Take, for example,  the final seven or so minutes of the Sixers-Blazers game. Maxey was taking unassisted shot after unassisted shot and making more of them than he missed, but once Harris left the game and he hit the aforementioned desperation 3 to keep a win within reach, Rivers called a timeout, and the game turned into an ISO showcase of Curry a la Games 6-7 versus the Atlanta Hawks a few months back.

The results? Curry turnover, Maxey layup, Isaiah Joe 3, and a seven-point loss.

Now would keeping the ball in Maxey’s hypothetical court have been enough to pull out the W? Probably not. The deck was stacked pretty advantageously in Portland’s favor after they went up 10 with 4:30 left to play, but goodness, was anyone else going to try? Once Harris left the game, the game should have come down to Maxey vs. Lillard, especially when you consider just how cold Curry was from the field up to that point.

No matter how you slice it, that decision just doesn’t make sense.

Next.
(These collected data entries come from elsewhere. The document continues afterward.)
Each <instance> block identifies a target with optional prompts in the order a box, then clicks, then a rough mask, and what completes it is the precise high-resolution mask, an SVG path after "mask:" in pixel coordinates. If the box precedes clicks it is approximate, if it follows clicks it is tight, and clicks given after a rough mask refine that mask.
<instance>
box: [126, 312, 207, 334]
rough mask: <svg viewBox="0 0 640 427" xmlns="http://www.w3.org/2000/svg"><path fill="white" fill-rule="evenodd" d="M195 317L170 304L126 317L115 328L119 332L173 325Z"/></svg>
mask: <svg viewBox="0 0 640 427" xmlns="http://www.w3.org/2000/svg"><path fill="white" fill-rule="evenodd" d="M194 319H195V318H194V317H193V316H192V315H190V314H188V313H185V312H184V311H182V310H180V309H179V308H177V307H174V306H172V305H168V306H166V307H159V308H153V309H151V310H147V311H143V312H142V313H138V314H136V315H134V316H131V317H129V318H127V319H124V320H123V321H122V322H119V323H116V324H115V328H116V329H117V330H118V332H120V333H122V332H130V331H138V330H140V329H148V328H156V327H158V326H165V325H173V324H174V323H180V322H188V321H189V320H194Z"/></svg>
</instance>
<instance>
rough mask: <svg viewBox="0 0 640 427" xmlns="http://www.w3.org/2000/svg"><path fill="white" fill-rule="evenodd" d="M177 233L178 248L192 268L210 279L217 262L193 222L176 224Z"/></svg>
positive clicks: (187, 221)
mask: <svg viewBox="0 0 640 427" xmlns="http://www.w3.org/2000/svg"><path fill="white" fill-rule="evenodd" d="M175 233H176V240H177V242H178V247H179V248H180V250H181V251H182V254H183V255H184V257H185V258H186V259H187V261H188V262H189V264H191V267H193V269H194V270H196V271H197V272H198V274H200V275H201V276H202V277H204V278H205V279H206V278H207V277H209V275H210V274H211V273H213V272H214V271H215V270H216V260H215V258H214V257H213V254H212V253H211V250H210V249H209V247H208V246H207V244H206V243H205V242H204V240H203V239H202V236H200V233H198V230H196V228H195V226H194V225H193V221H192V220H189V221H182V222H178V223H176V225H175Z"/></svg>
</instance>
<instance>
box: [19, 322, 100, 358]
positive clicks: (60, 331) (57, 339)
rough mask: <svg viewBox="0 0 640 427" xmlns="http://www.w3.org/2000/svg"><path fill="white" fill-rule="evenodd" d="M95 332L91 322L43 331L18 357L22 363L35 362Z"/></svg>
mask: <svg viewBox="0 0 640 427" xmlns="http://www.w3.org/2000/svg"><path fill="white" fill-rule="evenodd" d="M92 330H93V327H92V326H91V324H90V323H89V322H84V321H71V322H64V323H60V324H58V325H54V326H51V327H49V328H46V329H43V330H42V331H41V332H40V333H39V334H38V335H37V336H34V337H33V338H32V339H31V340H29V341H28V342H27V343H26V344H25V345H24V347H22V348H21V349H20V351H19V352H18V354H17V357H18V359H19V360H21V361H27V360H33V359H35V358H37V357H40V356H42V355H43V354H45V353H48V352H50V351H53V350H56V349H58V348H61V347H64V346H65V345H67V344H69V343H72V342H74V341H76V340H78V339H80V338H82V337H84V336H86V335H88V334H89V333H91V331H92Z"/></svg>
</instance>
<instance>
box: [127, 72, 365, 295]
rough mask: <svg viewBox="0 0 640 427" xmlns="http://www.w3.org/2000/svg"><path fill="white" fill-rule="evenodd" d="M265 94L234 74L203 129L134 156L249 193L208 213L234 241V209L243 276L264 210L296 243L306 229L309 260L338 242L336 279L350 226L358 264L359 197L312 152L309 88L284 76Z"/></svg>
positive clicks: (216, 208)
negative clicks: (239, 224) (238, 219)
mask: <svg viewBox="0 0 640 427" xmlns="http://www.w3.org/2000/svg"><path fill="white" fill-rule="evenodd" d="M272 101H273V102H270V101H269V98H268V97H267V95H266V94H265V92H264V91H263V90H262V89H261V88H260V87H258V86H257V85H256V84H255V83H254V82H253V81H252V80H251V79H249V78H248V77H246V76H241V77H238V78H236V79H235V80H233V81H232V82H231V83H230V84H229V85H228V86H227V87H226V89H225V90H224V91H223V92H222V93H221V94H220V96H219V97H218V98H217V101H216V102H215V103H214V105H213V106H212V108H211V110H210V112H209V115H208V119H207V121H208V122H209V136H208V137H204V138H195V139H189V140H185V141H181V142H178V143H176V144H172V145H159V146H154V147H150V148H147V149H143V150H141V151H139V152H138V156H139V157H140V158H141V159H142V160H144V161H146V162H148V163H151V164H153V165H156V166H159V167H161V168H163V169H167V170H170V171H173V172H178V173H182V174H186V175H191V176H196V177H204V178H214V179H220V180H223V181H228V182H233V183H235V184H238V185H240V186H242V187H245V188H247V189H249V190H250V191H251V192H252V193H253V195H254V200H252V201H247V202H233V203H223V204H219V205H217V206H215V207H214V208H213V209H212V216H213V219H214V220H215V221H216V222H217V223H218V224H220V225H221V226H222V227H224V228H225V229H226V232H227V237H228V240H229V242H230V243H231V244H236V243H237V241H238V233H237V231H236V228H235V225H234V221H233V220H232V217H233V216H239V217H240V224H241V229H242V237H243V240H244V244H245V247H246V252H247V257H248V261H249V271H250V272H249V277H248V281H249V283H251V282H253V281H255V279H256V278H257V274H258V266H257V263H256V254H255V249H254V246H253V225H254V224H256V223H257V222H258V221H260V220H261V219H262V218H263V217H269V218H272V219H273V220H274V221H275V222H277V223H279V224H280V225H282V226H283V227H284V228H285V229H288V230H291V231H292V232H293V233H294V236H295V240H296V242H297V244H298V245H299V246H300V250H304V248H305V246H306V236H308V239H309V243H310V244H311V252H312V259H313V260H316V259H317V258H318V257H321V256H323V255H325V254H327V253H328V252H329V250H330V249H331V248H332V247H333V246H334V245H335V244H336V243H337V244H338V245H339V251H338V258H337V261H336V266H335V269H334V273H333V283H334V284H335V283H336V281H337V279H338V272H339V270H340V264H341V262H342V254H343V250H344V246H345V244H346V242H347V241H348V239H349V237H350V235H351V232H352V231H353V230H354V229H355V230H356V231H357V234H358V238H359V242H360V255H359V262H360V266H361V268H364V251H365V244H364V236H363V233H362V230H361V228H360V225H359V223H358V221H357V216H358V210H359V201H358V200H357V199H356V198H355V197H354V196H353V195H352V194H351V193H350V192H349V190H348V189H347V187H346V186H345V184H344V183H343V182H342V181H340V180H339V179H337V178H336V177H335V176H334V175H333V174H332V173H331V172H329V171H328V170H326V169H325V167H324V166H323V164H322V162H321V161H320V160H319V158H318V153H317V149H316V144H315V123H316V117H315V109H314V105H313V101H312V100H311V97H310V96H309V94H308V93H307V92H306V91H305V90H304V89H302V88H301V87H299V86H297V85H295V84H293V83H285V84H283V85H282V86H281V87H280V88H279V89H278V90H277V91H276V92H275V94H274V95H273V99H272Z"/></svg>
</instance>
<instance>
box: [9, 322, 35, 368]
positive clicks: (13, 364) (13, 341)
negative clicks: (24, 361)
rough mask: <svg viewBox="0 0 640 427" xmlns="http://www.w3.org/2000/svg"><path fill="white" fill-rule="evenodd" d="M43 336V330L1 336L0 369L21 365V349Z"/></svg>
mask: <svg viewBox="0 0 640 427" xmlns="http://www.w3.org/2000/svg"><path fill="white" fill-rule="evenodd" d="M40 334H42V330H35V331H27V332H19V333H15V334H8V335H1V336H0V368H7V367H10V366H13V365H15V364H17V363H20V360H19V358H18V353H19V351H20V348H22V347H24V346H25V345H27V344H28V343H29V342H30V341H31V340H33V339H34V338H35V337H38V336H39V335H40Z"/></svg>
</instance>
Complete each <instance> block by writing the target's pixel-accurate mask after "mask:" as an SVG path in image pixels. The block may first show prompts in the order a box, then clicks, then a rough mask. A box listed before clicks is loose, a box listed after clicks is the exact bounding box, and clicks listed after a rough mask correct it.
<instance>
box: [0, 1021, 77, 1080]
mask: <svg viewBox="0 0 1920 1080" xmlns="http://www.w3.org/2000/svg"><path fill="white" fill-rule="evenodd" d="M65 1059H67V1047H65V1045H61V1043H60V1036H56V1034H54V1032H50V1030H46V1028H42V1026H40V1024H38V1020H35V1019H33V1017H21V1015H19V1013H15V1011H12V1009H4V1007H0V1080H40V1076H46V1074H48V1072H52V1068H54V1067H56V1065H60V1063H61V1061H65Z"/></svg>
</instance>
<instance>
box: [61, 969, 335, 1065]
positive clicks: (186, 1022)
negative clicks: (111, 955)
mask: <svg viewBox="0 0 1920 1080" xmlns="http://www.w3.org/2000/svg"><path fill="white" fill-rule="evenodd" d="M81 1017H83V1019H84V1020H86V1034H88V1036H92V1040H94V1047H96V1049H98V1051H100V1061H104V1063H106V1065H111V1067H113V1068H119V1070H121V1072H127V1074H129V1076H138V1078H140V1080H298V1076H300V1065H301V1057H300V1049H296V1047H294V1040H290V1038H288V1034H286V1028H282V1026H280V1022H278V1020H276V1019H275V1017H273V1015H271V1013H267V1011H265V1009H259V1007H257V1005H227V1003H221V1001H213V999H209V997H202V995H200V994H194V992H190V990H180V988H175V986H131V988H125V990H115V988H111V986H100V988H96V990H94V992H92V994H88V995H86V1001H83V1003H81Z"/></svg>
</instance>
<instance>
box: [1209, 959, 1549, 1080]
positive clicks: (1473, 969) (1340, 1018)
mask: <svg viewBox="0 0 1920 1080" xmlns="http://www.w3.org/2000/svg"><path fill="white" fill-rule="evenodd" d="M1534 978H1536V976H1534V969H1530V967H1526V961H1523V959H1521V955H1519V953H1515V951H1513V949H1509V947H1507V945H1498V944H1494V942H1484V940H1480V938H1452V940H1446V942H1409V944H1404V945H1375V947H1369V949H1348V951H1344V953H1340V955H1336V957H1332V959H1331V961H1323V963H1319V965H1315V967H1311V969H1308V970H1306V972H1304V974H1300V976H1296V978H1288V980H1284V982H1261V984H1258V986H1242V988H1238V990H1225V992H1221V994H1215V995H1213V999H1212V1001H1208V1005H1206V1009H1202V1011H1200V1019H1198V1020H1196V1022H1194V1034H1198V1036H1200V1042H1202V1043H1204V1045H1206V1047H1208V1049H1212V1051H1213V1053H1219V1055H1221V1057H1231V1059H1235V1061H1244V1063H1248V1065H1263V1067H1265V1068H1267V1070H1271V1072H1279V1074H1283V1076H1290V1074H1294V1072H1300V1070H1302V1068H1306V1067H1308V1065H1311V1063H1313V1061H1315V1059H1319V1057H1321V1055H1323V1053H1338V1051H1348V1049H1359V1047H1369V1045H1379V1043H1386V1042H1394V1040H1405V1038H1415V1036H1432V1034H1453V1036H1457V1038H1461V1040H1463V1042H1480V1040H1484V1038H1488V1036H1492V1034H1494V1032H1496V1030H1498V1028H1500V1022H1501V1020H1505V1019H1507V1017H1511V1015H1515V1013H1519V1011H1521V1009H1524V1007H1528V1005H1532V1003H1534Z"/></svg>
Cross Collin Sexton off the hypothetical trade list. dark

Doc Rivers definitely deserves some credit for his evolving appreciation for Tyrese Maxey. After barely utilizing him in his playoff rotation, not six months prior,  Rivers has accepted Maxey as his point guard and has kept him in-game at pivotal moments regress of the situation or score. But to truly unlock the Philadelphia 76ers’ potential, especially once Joel Embiid returns to the court, Rivers needs to become comfortable with Maxey running the offense as his primary perimeter offensive option instead of holding him on the wings waiting for a catch-and-shoot opportunity. After all, that situation is why the team pays Tobias Harris and Seth Curry.